В свободные часы, которые так редко выпадают на мою долю, я забираюсь либо на чердак, где у меня есть свой, только мне принадлежащий уголок тишины, либо лежу в палате для тяжелобольных на полу. Здесь я себя чувствую в большей безопасности, чем на нарах в комнате, где живут санитары. Вот и сейчас я забрался в дальний угол. Луна заглядывает в окно, и на полу, между койками, стелется бледная полоса света. Я лежу тихо-тихо в темноте и пытаюсь уснуть, но думы одолевают меня.

А думать есть о чем…

Говорят, на днях «добровольцы» впервые будут участвовать в операции против партизан. Как же поведут себя вчерашние советские военнопленные?

Может, думаю я, уже существует подпольная группа, по чьему приказу будут уничтожены немецкие инструкторы и их прихвостни — Миронов, Малинин и иже с ними, а также банда белогвардейцев. Присоединятся ли нынешние «добровольцы» к партизанам? Не сомневаюсь, что об этом мечтает не один только Хромов. Но если кто-нибудь и лелеет такую мечту — держит язык за зубами. Здесь открывать душу опасно.
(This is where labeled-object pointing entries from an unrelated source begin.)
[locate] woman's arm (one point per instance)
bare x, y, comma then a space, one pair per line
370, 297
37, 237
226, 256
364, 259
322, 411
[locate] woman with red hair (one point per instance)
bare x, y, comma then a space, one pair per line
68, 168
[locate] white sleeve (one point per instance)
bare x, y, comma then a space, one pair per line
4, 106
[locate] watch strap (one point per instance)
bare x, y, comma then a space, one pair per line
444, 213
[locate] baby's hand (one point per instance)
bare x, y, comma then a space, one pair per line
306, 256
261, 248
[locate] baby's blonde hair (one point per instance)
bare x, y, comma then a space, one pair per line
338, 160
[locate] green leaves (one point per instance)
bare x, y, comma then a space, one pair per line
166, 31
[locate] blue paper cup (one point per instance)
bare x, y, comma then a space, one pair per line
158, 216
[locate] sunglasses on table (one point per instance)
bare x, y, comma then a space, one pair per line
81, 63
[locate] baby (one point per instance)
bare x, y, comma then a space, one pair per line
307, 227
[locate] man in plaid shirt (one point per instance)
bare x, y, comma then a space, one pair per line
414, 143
И еще одна мысль не дает мне покоя. Стефа, мать Тамары. Почему она не появляется? Надо бы с ней переговорить. Может, ей известно, — как предупредить партизан, что фашисты собираются напасть на них.

— Спишь? — шепотом спрашивает меня Забара.

— Нет.

— Помоги мне, браток, в последний раз помыться.

— Сейчас. Но почему, Алексей Николаевич, в последний раз? Может, на вас подействовала болтовня Крамеца?

— Глупости. Даже он сам, слизняк Пипин, знает, что его слова немногого стоят. Просто нас на днях из этой палаты куда-то увезут.

— Куда? — смятенно обронил я ненужный вопрос.

Будничным голосом, будто констатируя ничем не примечательный факт, Забара ответил:

— Возможно, обратно в лагерь для военнопленных, а вернее всего, в ближайшем рву расстреляют.

— Вы бредите. Дайте-ка вашу руку.

— Температура у меня такая же, как всегда в это время. Но я уже одной ногой в могиле, и врать своему человеку не хочется и не могу.

— Алексей Николаевич, не понимаю, кто вам мог об этом сказать? Карл? Шумов?

— Хороший человек.

— Вы уверены, что это хороший человек? Если вы имеете в виду хлюста, который сегодня у вас сидел, тогда я ничего не понимаю. По-моему, он за юбку отца с матерью продаст.

— Ошибаешься. Твоя осторожность мне нравится. Но здесь легко стать трусом, которого пугает собственная тень. Излишняя осторожность может тебе только повредить.

— В чем, Алексей Николаевич?

— Таких вопросов не задают. Согласен?

— Да. И все же мне очень нужно знать, должен ли я изменить мнение об этом человеке.

— Должен. Он, правда, поет, как соловей, но кусается, как волк, и знает, кого кусать. Сам в этом убедишься. А пока суд да дело, если он тебя о чем-нибудь попросит, постарайся выполнить. Считай, что ты это делаешь для меня.

Около полуночи Забара попросил меня спуститься на первый этаж, в маленькую палату на двоих, и посмотреть, не вернулся ли Мальцев.

— Только смотри в оба. Под одеялом может оказаться его свернутая шинель.

Хорошо, что Забара меня предупредил. Под одеялом лежал не Мальцев и даже не его шинель, а чернявый парень с лохматой шевелюрой и курносым носом. Парня этого я видел здесь впервые.